Another significant barrier to adoption is the reluctance of litigants to disclose settlement amounts. For the most part their concerns are misplaced. It should be possible to anonymize some information without lessening the value of the information to market participants. In any event, the aversion to public disclosure could weaken over time as the prediction markets matured. Once lawyers and litigants saw the benefit of obtaining guidance that could settle intractable cases (always confident that the other guy is being unreasonable) they might be willing to make some public disclosure in exchange.

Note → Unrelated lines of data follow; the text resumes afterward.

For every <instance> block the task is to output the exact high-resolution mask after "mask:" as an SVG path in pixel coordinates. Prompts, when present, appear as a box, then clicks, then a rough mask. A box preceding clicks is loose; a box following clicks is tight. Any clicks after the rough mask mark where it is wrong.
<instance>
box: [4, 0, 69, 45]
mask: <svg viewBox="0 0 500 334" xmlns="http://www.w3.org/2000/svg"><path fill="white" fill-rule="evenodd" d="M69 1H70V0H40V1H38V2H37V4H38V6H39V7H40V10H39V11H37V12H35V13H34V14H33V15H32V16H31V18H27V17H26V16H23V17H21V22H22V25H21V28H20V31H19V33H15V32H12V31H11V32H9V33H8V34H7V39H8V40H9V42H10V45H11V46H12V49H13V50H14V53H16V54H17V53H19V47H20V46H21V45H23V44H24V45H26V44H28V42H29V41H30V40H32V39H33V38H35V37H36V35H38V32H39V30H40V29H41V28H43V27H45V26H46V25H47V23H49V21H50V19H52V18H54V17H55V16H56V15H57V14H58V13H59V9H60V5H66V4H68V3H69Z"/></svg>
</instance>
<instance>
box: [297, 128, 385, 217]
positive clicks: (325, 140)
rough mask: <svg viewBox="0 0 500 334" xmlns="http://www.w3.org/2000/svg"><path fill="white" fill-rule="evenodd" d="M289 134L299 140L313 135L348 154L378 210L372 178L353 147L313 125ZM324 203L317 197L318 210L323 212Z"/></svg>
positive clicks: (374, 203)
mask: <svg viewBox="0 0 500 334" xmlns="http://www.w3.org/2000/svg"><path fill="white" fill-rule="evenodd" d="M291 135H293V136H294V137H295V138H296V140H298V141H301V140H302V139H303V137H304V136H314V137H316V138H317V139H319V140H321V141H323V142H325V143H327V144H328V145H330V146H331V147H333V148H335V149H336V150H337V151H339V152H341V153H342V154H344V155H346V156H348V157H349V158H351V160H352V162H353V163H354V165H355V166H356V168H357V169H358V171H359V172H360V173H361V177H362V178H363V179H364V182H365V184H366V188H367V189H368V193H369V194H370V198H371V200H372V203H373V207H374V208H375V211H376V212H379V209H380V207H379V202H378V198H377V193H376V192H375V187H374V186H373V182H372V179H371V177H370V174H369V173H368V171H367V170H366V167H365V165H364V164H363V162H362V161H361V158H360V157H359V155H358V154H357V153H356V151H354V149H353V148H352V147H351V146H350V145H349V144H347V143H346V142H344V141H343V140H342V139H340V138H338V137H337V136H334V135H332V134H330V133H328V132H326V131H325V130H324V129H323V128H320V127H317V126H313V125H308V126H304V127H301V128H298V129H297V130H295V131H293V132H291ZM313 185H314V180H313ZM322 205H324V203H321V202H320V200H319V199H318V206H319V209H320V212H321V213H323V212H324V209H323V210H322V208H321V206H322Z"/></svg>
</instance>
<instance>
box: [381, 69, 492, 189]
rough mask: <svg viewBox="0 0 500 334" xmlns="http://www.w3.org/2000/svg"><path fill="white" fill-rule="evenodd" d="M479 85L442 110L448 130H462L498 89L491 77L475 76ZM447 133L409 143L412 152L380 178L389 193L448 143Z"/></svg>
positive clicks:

The primary regulatory challenge would be controlling insider trading, particularly in low liquidity markets. But it’s unlikely that a lawyer or client would steer toward a suboptimal settlement in order to game a prediction market.

Trust the Algorithm

Ultimately, machine learning might reveal what many lawyers suspect: very few disputes are truly unique and enormous sums of money are sometimes spent discovering facts that don’t really change either party’s view of the value of the case. As machine learning becomes more accurate, parties could start to view the algorithm as a trusted guide to settlement value.

Charlie von Simson

Charlie von Simson is a legal subject matter expert at ROSS. He practiced law for twenty years before running away to join a startup.